The problem occurs only when a DirectoryInfo object is initialized with an absolute path. If a relative path is used then DirectoryInfo cannot share the buffer with the initialization string, because it requires a full path to the directory. The reason is simple: a relative path becomes invalid if the current directory is changed.

Here is the code that uses a relative path to initialize the DirectoryInfo object. There is no exception even in the .NET Framework 4.0.

string path = Environment.GetFolderPath(Environment.SpecialFolder.ApplicationData);

System.IO.DirectoryInfo dir = new System.IO.DirectoryInfo(path);
string root = dir.Root.FullName;

System.IO.Directory.SetCurrentDirectory(root);
path = path.Substring(root.Length);
dir = new System.IO.DirectoryInfo(path);

Console.WriteLine("Current directory: {0}", System.IO.Directory.GetCurrentDirectory());
Console.WriteLine("Relative path: {0}", path);
Console.WriteLine("Absolute path: {0}", dir.FullName);

System.Drawing.Font font = new System.Drawing.Font(System.Drawing.FontFamily.GenericSansSerif, 8.25F);
System.Drawing.Size proposedSize = new System.Drawing.Size(100, 100);
System.Windows.Forms.TextFormatFlags flags = System.Windows.Forms.TextFormatFlags.ModifyString | System.Windows.Forms.TextFormatFlags.PathEllipsis;
System.Windows.Forms.TextRenderer.MeasureText(path, font, proposedSize, flags);

int pos = path.IndexOf('\0');
if (pos >= 0)
    path = path.Substring(0, pos);

try
{

    Console.WriteLine("{0} chars - [{1}]", path.Length, path);
    Console.WriteLine("Directory path: {0}", dir.FullName);

}
catch (System.Exception ex)
{
    Console.WriteLine("ERROR: {0}", ex.Message);
}

The output looks like this:

Current directory: C:\
Relative path: Users\zoranh\AppData\Roaming
Absolute path: C:\Users\zoranh\AppData\Roaming
18 chars - [Users\z...\Roaming]
Directory path: C:\Users\zoranh\AppData\Roaming

We can see that DirectoryInfo has converted the relative path to an absolute path, that is further not affected by the MeasureText method because it doesn't share the character buffer with the path string object.

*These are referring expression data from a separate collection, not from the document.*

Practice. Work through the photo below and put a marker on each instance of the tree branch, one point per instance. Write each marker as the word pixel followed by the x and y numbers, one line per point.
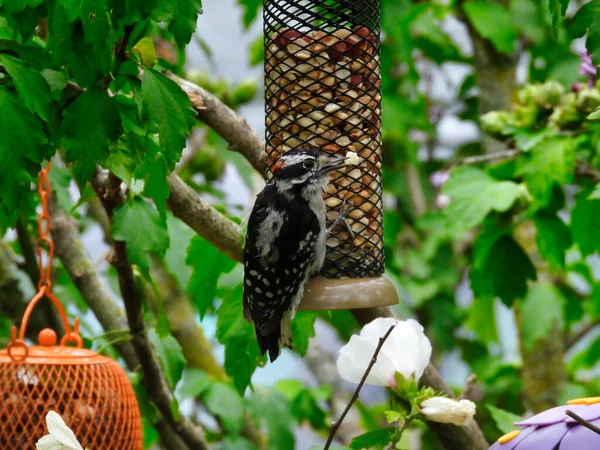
pixel 453 438
pixel 187 205
pixel 226 122
pixel 336 424
pixel 82 272
pixel 108 189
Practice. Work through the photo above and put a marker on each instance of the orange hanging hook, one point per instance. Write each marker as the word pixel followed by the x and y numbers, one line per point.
pixel 45 282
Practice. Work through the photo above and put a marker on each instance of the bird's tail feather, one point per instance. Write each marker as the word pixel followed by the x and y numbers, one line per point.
pixel 280 336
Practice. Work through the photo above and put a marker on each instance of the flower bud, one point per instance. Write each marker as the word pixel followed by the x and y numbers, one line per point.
pixel 494 122
pixel 566 115
pixel 525 116
pixel 588 100
pixel 446 410
pixel 549 94
pixel 526 95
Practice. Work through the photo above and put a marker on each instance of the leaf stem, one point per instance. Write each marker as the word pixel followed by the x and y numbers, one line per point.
pixel 336 425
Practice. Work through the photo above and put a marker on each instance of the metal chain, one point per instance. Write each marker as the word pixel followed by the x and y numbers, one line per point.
pixel 44 232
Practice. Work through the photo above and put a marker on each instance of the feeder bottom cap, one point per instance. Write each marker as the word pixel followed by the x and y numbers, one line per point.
pixel 352 159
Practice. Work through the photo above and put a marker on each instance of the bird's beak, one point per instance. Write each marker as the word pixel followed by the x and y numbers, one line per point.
pixel 332 163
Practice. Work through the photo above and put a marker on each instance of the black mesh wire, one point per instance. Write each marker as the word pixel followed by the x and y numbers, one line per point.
pixel 322 89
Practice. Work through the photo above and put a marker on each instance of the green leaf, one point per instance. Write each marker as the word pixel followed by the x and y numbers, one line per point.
pixel 377 438
pixel 194 383
pixel 550 161
pixel 305 402
pixel 303 328
pixel 595 115
pixel 31 86
pixel 183 23
pixel 56 80
pixel 504 419
pixel 585 220
pixel 242 355
pixel 23 146
pixel 553 238
pixel 474 194
pixel 207 264
pixel 588 358
pixel 492 21
pixel 583 18
pixel 14 6
pixel 494 252
pixel 89 125
pixel 541 310
pixel 143 230
pixel 180 236
pixel 145 51
pixel 592 43
pixel 170 355
pixel 236 443
pixel 224 402
pixel 251 8
pixel 556 16
pixel 166 108
pixel 482 319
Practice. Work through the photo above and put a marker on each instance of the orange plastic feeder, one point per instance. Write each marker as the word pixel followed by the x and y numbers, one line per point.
pixel 91 392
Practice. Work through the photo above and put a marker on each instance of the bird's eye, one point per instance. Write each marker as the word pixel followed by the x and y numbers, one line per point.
pixel 309 164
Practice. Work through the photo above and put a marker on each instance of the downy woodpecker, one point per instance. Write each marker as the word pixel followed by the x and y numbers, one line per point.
pixel 285 243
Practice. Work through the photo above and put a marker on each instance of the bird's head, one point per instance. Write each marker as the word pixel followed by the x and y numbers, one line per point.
pixel 305 170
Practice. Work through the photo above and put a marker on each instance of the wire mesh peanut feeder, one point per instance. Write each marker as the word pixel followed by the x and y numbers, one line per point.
pixel 322 90
pixel 91 392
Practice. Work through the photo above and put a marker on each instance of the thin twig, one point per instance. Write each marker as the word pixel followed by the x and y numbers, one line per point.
pixel 582 421
pixel 498 156
pixel 337 423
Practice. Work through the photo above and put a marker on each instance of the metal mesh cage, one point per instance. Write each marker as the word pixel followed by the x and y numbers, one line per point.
pixel 322 90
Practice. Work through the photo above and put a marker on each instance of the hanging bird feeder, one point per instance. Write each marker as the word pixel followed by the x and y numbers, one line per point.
pixel 91 392
pixel 323 90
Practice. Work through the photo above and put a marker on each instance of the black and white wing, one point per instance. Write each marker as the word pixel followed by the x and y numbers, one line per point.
pixel 280 245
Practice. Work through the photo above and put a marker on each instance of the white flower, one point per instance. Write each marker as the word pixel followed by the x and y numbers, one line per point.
pixel 439 178
pixel 446 410
pixel 60 436
pixel 407 350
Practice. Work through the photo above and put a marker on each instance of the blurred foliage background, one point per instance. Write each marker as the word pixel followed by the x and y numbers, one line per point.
pixel 492 213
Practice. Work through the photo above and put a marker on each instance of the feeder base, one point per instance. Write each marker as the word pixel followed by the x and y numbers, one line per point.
pixel 348 293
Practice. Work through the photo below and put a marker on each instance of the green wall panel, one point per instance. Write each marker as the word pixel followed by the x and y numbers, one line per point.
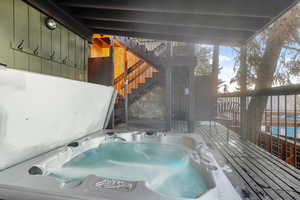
pixel 20 60
pixel 47 67
pixel 46 39
pixel 56 41
pixel 80 75
pixel 34 30
pixel 79 52
pixel 67 71
pixel 64 44
pixel 35 64
pixel 6 32
pixel 72 47
pixel 56 69
pixel 21 23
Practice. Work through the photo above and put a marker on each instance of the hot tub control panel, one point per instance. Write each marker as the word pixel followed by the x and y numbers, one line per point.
pixel 96 184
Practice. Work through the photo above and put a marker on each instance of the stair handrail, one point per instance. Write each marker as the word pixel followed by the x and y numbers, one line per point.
pixel 129 70
pixel 137 75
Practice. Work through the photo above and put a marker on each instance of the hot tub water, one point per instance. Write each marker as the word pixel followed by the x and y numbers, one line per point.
pixel 166 169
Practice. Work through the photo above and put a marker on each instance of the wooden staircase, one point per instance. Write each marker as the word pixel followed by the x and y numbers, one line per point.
pixel 142 76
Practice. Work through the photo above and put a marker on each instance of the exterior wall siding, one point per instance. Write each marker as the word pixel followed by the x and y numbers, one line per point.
pixel 27 44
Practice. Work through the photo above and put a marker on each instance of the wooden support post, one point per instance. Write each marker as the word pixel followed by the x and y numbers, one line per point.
pixel 243 85
pixel 191 99
pixel 168 99
pixel 215 73
pixel 112 51
pixel 126 87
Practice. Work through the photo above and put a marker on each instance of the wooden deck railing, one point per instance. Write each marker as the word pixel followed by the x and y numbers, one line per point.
pixel 278 131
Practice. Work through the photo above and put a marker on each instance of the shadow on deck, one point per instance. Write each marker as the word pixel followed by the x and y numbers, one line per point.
pixel 263 175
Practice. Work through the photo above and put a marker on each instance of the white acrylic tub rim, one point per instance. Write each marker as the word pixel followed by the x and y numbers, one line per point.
pixel 84 144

The workaround when DirectoryInfo is initialized in the general case (that may include an absolute path) is again to force a copy of the character buffer as in the following:

System.IO.DirectoryInfo dir = new System.IO.DirectoryInfo(string.Copy(path));

This way the DirectoryInfo object maintains its own internal character buffer regardless of the path object.

Conclusion

This article has demonstrated how the .NET Framework optimizes memory use in strings where possible. Optimization is based on the idea that a dummy copy of strings doesn't change the contents and length of the internal character buffer, which means that a copied object can point to the same internal buffer without loss of information.

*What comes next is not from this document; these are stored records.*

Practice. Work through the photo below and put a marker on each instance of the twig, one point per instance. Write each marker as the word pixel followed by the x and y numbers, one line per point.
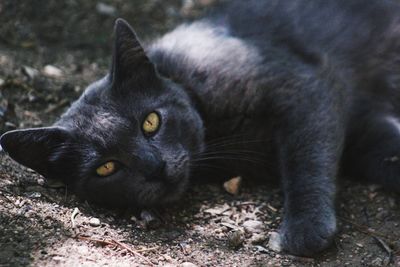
pixel 368 231
pixel 94 240
pixel 73 215
pixel 134 252
pixel 110 243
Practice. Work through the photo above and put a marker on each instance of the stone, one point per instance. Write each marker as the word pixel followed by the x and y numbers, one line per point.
pixel 253 226
pixel 95 222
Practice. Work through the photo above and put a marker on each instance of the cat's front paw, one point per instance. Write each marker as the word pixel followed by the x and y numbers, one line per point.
pixel 305 236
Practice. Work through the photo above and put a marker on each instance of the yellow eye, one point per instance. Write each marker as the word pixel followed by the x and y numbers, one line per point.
pixel 106 169
pixel 151 123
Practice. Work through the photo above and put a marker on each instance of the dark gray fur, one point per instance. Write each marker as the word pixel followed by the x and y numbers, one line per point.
pixel 293 89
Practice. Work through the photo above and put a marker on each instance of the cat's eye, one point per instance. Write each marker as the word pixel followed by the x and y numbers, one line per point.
pixel 106 169
pixel 151 123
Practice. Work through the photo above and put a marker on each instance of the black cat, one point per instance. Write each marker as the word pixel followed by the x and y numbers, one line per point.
pixel 295 89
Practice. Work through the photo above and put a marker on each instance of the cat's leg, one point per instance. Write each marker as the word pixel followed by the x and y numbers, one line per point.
pixel 372 151
pixel 310 145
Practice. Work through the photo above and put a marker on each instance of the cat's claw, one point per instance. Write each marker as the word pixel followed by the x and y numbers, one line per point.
pixel 305 237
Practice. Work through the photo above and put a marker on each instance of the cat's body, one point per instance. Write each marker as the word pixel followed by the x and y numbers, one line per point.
pixel 289 89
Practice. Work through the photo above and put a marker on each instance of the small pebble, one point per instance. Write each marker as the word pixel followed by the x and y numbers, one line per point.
pixel 105 9
pixel 275 242
pixel 188 264
pixel 253 226
pixel 31 73
pixel 52 71
pixel 94 222
pixel 258 238
pixel 235 239
pixel 233 185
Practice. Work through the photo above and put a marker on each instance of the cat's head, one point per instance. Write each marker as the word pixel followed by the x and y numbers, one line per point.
pixel 127 140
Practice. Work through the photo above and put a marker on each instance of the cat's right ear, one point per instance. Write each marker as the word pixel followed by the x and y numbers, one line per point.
pixel 130 61
pixel 33 147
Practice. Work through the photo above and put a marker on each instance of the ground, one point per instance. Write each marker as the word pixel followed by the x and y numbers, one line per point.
pixel 49 51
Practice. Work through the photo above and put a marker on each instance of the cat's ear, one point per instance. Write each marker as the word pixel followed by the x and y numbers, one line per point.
pixel 130 61
pixel 33 147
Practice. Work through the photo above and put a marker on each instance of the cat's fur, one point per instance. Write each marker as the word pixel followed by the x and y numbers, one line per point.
pixel 295 89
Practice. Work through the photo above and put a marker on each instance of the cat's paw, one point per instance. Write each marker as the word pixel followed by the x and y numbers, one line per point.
pixel 306 236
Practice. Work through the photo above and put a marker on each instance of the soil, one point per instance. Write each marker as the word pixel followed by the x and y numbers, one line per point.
pixel 49 51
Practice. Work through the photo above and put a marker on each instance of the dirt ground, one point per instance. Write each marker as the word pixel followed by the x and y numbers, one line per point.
pixel 49 51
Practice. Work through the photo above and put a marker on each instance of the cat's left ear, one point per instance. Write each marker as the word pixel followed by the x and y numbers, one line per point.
pixel 130 61
pixel 34 147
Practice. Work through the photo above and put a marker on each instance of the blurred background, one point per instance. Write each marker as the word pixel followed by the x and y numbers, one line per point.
pixel 51 50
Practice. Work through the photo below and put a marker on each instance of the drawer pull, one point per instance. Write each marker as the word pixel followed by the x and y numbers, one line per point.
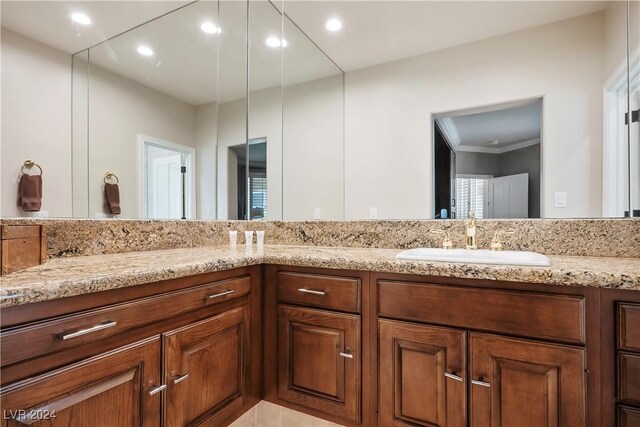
pixel 101 326
pixel 180 378
pixel 221 294
pixel 453 376
pixel 157 389
pixel 311 291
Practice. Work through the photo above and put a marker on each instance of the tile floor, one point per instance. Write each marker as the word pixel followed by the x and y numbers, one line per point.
pixel 266 414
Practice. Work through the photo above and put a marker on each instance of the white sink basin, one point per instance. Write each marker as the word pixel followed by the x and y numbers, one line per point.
pixel 479 256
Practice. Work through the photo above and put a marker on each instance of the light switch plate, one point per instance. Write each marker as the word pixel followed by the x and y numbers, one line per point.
pixel 560 199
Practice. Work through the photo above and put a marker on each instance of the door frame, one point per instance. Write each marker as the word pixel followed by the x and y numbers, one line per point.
pixel 190 190
pixel 613 151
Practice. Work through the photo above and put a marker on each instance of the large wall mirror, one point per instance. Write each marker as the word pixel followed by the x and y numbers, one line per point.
pixel 302 110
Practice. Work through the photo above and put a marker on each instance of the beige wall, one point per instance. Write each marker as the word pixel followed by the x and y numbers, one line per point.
pixel 388 115
pixel 119 110
pixel 36 122
pixel 310 160
pixel 313 160
pixel 205 141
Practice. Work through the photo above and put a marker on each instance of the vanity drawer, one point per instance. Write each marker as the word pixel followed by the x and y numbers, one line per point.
pixel 315 290
pixel 628 417
pixel 65 332
pixel 536 315
pixel 628 326
pixel 629 378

We have further shown that the MeasureText function breaks the rule that a character buffer in string objects is read-only and allows the Windows API to write to it. Not only does the contents of the buffer become invalid, but also the supporting members of the string object become incorrect, like the one specifying the length of the string. We have pointed to three real-life situations in which these problems are fully manifested when working with file system object paths. Adding an ellipsis to paths is a common operation, and here we have shown that it is not possible to rely just on the .NET Framework's help to do that, but apropriate workarounds must be employed to avoid the effects of these bugs.

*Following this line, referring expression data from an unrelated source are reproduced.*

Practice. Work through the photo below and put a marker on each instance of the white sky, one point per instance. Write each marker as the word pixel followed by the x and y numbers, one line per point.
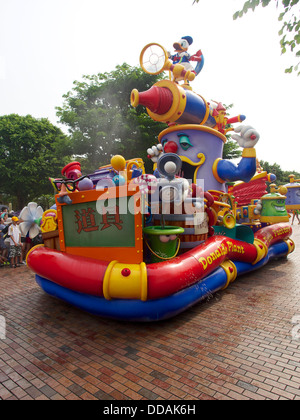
pixel 47 44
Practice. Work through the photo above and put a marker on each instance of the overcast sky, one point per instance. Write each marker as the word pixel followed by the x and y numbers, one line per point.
pixel 47 44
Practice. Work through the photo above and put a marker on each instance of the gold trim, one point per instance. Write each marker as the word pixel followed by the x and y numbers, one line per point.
pixel 262 250
pixel 184 127
pixel 231 274
pixel 215 173
pixel 249 152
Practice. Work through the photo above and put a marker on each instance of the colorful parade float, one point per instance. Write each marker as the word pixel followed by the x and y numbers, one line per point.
pixel 127 245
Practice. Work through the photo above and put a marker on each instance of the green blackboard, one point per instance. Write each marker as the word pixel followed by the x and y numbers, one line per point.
pixel 85 225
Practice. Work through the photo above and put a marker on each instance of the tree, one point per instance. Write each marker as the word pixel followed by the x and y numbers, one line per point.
pixel 290 31
pixel 282 177
pixel 101 120
pixel 31 151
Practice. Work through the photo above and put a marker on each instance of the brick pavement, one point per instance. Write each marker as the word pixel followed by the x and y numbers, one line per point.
pixel 236 345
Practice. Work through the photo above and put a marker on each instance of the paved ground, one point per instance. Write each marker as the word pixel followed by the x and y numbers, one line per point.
pixel 236 345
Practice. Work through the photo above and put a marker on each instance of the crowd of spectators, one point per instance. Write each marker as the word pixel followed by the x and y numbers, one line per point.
pixel 13 245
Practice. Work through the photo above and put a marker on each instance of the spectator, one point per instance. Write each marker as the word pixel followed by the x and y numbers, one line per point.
pixel 14 234
pixel 3 232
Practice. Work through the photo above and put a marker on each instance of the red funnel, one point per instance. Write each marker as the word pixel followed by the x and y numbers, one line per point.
pixel 158 99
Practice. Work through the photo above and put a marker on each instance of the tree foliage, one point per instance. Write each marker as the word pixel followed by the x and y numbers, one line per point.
pixel 282 177
pixel 31 151
pixel 289 14
pixel 101 120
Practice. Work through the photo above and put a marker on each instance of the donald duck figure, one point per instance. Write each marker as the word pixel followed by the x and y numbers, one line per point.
pixel 184 58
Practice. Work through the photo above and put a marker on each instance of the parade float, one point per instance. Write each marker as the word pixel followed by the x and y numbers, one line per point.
pixel 127 245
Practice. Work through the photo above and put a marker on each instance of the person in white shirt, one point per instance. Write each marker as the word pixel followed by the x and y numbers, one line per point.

Some people prefer writing their own functions to compact paths. I find that way wrong, because unless the path is printed using monospaced fonts, you cannot determine how many characters, and which ones, should be dropped to satisfy the space limitations without measuring parts of the string. The MeasureText method from the .NET Framework is the way to do it. Never forget that it is coded to operate with the underlying GDI and platform. Changes in external libraries may cause your custom code which measures text to fail in the future, while MeasureText would be expected to reflect the changes and continue working correctly. The Bug in string manipulation, especially correctable ones, is not sufficient motive to give up and try managing things in a custom manner.